I. La consécration du droit propre de l’associé à l’exercice de l’action sociale ut singuli

A. L’abandon du caractère subsidiaire de l’action ut singuli

L’action sociale ut singuli constitue l’une des prérogatives fondamentales reconnues à l’associé par le droit commun des sociétés. Le législateur en a posé le principe à l’article 1843-5 du Code civil (Legifrance), aux termes duquel un ou plusieurs associés peuvent intenter l’action sociale en responsabilité contre les gérants, les demandeurs étant habilités à poursuivre la réparation du préjudice subi par la société et les dommages-intérêts étant alloués à cette dernière en cas de condamnation. Ce mécanisme permet ainsi de pallier l’inertie des organes sociaux lorsque les dirigeants, auteurs des fautes, sont peu enclins à engager contre eux-mêmes l’action sociale ut universi. La jurisprudence a toutefois longtemps entretenu une certaine ambiguïté quant au caractère subsidiaire de cette action, certains juges du fond considérant que l’exercice concomitant de l’action sociale par la société elle-même privait l’associé de son intérêt à agir. Or, par un arrêt remarqué du 7 mai 2025, la chambre commerciale de la Cour de cassation a mis fin à cette incertitude en affirmant avec force que les associés sont investis d’un droit propre d’agir en réparation du préjudice subi par la société, lequel n’est pas affecté par l’exercice concomitant de son action par la société (Cass. com., 7 mai 2025, n°23-15.931, Publié au Bulletin).

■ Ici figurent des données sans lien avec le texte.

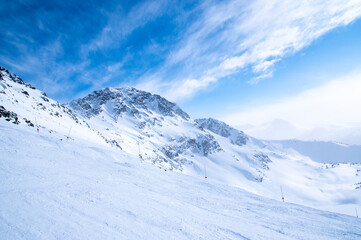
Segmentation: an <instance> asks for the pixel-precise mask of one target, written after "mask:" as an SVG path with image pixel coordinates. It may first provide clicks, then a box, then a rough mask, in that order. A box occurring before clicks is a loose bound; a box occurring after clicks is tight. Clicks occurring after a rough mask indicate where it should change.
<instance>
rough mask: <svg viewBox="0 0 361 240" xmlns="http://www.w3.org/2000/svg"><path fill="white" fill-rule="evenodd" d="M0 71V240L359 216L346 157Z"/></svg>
mask: <svg viewBox="0 0 361 240" xmlns="http://www.w3.org/2000/svg"><path fill="white" fill-rule="evenodd" d="M0 73H1V75H0V77H1V78H0V83H1V85H0V140H1V141H0V181H1V182H0V183H1V185H0V193H1V194H2V195H1V198H0V234H1V235H0V239H54V238H56V239H59V238H60V239H84V238H92V239H113V238H115V239H119V238H121V239H133V238H134V239H144V238H147V239H148V238H155V239H182V238H185V239H205V238H210V239H232V238H235V239H242V238H244V239H247V238H248V239H265V238H267V239H332V237H333V238H335V239H340V238H341V239H357V238H359V236H360V231H359V226H360V224H359V222H357V221H358V219H355V218H352V217H347V216H343V215H338V214H333V213H329V212H322V211H318V210H314V209H310V208H306V207H301V206H298V205H294V204H291V203H298V204H302V205H306V206H311V207H314V208H318V209H323V210H328V211H334V212H340V213H346V214H349V215H352V216H354V215H355V208H359V212H360V204H361V194H360V191H361V164H360V162H357V158H355V155H353V156H352V157H354V158H352V159H353V160H352V161H350V159H351V158H348V160H346V161H345V159H344V158H343V159H340V160H339V161H338V160H337V159H336V158H334V159H332V160H333V161H332V162H331V161H330V160H329V161H321V162H320V161H318V159H313V158H314V156H323V155H322V154H321V155H320V153H322V151H323V149H321V152H320V148H318V147H317V146H316V147H314V146H315V145H313V144H312V143H310V145H308V144H305V146H306V150H307V149H309V150H310V151H311V153H310V152H307V151H303V150H302V149H301V150H302V151H301V150H300V149H297V146H296V147H295V146H286V145H282V144H280V143H279V142H268V141H261V140H258V139H255V138H252V137H250V136H247V135H245V134H244V133H243V132H242V131H239V130H236V129H233V128H231V127H229V126H228V125H226V124H225V123H222V122H220V121H217V120H214V119H204V120H202V121H198V122H197V121H194V120H192V119H190V118H189V116H188V115H187V114H186V113H185V112H183V111H182V110H181V109H180V108H179V107H178V106H177V105H175V104H174V103H171V102H168V101H167V100H166V99H164V98H162V97H160V96H157V95H152V94H150V93H146V92H143V91H139V90H136V89H134V88H125V89H122V88H109V89H104V90H99V91H96V92H94V93H93V94H91V95H89V96H88V97H86V98H84V99H80V100H77V101H74V102H72V103H71V104H70V106H71V107H72V108H73V109H71V108H69V106H65V105H61V104H59V103H58V102H56V101H54V100H52V99H49V98H48V97H47V96H46V94H44V93H42V92H40V91H39V90H36V89H35V88H33V87H32V86H30V85H29V84H26V83H25V82H23V81H22V80H21V79H20V78H19V77H17V76H16V75H13V74H11V73H9V72H7V71H6V70H4V69H3V68H2V69H0ZM308 146H310V147H308ZM335 146H337V147H336V148H335ZM328 148H329V149H328V150H330V151H331V152H332V153H333V155H334V156H336V155H337V154H336V153H337V152H340V151H341V152H342V151H344V150H345V149H346V148H347V149H348V148H349V146H347V145H339V144H334V145H332V144H331V145H329V147H328ZM139 153H140V154H141V158H140V157H138V155H139ZM354 153H355V152H354ZM312 154H313V155H312ZM355 159H356V160H355ZM205 174H206V175H207V180H206V179H205ZM281 186H282V189H283V193H284V196H285V200H286V202H287V203H281V202H279V201H280V200H281V196H280V195H281V191H280V187H281ZM245 190H246V191H245ZM252 193H254V194H258V195H254V194H252ZM261 196H263V197H261ZM270 198H271V199H273V200H271V199H270ZM298 218H300V219H298ZM357 224H358V225H357ZM306 230H308V231H306ZM324 232H325V234H324ZM357 234H358V235H357ZM147 236H148V237H147ZM315 236H318V237H315ZM324 236H325V237H324ZM330 236H332V237H330Z"/></svg>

La Cour de cassation a ainsi censuré l’arrêt de la cour d’appel de Basse-Terre qui, après avoir énoncé que l’action sociale ut singuli est traditionnellement considérée comme une action subsidiaire, avait déclaré irrecevable l’action exercée par les consorts R. au motif que la société elle-même sollicitait déjà la réparation du même préjudice. La Haute juridiction rappelle, au visa des articles 31 du code de procédure civile et L. 223-22, alinéa 3, du code de commerce (Legifrance), que l’action est ouverte à tous ceux qui ont un intérêt légitime au succès ou au rejet d’une prétention et que les associés peuvent, soit individuellement, soit en se groupant, intenter l’action sociale en responsabilité contre les gérants. Il en résulte, selon la motivation adoptée, que les associés sont investis d’un droit propre d’agir en réparation du préjudice subi par la société, lequel n’est pas affecté par l’exercice concomitant de son action par la société. Par cette formulation particulièrement nette, la chambre commerciale consacre l’autonomie de l’action ut singuli par rapport à l’action ut universi, écartant définitivement la conception subsidiaire qui prévalait dans certaines juridictions du fond. Cette solution s’inscrit dans un mouvement jurisprudentiel plus large de renforcement des garanties procédurales offertes aux associés minoritaires, mouvement dont témoigne également l’arrêt rendu le 9 juillet 2025 par la même chambre, qui a jugé que la recevabilité d’une action en nullité d’une délibération sociale pour abus de majorité n’est pas, en l’absence de demande indemnitaire dirigée contre les associés majoritaires, subordonnée à la mise en cause de ces derniers (Cass. com., 9 juillet 2025, n°23-23.484, Publié au Bulletin). La convergence de ces deux décisions, rendues à quelques semaines d’intervalle, révèle une orientation prétorienne cohérente visant à faciliter l’accès des associés minoritaires au prétoire.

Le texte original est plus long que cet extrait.